Karnemi kimse görmesin diyenler... Annem ve babam çok mutsuz olacak diyerek oturup ağlayanlar... Ne kadar "akılsız" olduğunu, ne kadar "değersiz/önemsiz" olduğunu düşünecek olan çocuklar... Belki de evde şiddet göreceğini bildiğinden eve gitmek istemeyen çocuklara neden olacak bu KARNE..!
Ne mühim bir şeysin sen "Karne"!
Ebeveynlerle görüşmelerimizde sıklıkla şu cümleyi kullanırım, "Emin olun çocuğunuz içinde bulunduğu şartlarda elinden gelenin en iyisini yaptı, buna inanın." Bunu dediğim an "ne şartları hocam, neyin en iyisini yaptı, şu notları görmüyor musunuz!" yanıtını alırım.
Olaya şu açıdan bakalım; çocuğunuz şu an sahip olduğu motivasyonla, ders çalışma alışkanlıklarıyla, dikkat yoğunluğuyla, internet /telefon kullanma süreleriyle ve belki de sizlerin sürekli "hadi oğlum/kızım" diyerek dış denetimle çalıştırmaya çalışmanızın sonucu olarak yitirdiği sorumluluk duygusuyla , "evet yine aynı şeyi söylüyorum," şu an çocuğunuz içinde bulunduğu şartlarla "elinden gelenin en iyisini" yaptı. Emin olun kendi yaşamını yönetme becerileri geliştikçe çok daha iyisini yapabilir.

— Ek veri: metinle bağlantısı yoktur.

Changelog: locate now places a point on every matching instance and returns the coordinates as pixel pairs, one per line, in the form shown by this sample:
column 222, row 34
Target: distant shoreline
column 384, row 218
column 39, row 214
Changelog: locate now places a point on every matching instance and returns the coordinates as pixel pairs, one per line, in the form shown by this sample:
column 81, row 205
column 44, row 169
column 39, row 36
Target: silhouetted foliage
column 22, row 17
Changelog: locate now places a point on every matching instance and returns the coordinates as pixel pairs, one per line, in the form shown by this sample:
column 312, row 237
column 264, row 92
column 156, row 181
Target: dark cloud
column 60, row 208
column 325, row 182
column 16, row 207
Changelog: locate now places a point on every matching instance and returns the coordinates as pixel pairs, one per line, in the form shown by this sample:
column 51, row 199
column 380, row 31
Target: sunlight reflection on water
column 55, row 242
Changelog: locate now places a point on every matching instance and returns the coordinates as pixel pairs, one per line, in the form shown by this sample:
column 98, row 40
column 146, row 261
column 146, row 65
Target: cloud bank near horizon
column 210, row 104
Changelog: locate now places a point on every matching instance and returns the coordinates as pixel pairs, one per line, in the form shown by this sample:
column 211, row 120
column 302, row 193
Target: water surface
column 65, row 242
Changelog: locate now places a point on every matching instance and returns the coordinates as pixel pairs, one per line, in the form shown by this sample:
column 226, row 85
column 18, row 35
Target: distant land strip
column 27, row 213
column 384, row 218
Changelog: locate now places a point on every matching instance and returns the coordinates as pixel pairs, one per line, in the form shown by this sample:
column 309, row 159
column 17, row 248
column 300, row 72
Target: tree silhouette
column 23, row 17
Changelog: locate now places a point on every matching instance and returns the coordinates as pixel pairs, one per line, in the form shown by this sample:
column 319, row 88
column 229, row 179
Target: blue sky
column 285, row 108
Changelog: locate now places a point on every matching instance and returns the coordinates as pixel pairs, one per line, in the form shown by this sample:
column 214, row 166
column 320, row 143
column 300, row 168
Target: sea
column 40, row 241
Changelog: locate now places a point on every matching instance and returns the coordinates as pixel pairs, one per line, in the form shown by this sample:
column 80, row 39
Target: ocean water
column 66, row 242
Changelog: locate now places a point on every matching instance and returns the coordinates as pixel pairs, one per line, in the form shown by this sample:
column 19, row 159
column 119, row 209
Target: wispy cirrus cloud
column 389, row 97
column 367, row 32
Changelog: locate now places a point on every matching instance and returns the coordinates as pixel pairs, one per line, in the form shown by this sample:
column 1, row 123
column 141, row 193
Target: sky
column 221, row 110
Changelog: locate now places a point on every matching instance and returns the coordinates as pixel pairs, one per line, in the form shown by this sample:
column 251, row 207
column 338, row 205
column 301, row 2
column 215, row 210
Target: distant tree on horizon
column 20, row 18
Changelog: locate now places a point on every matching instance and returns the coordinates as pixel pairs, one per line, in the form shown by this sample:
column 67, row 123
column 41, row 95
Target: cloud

Çocuğumuzun içinde bulunduğu şartlarda elinden gelenin en iyisini yaptığına inanırsak, sorunu çözmek için ilk adımı atmış olacağız.
Karnedeki 50 puanı eleştirmek ya da küçümsemek yerine "evet benim oğlum/kızım 0 ile 100 arasında, 50 puanlık bir başarı gösterdi" diyebileceğiz, bunu bir başarı olarak görebileceğiz.
Sizin için başarı ölçütü 100 ya da ona yakın değerlerse, çocuğunuz çok nadir olarak "başarı duygusu" yaşayacak demektir. Kendi ölçeğinde başarma duygusunu yaşayamayan, anne babasının memnuniyetini/onayını göremeyen bir çocuk için bulunduğu yerden bir adım ileriye gitmek daha da zorlaşıyor.
Anne babalarla görüşmelerimde sıklıkla şu cümleyi kullanırım; "Hani bilirsiniz; mama kutularının içinden kendi ölçekleri çıkar, miktarı ayarlamak için o ölçeği kullanırsınız, ne eksik ne de fazla olmasın diye, tıpkı onun gibi işte...:)
Çocuğunuz da kendine özel tasarlanmış olan ölçeği dünyaya gelirken yanında getirdi, bunu size hiç söyleyememiş olabilir ama emin olun her davranışıyla size "beni kendi ölçeğimle değerlendirin" demeye çalışıyor.
Makarna süzgeci ile çay süzemezsiniz değil mi, ya da çay süzgeci ile makarna...? İsterseniz bir deneyin.:)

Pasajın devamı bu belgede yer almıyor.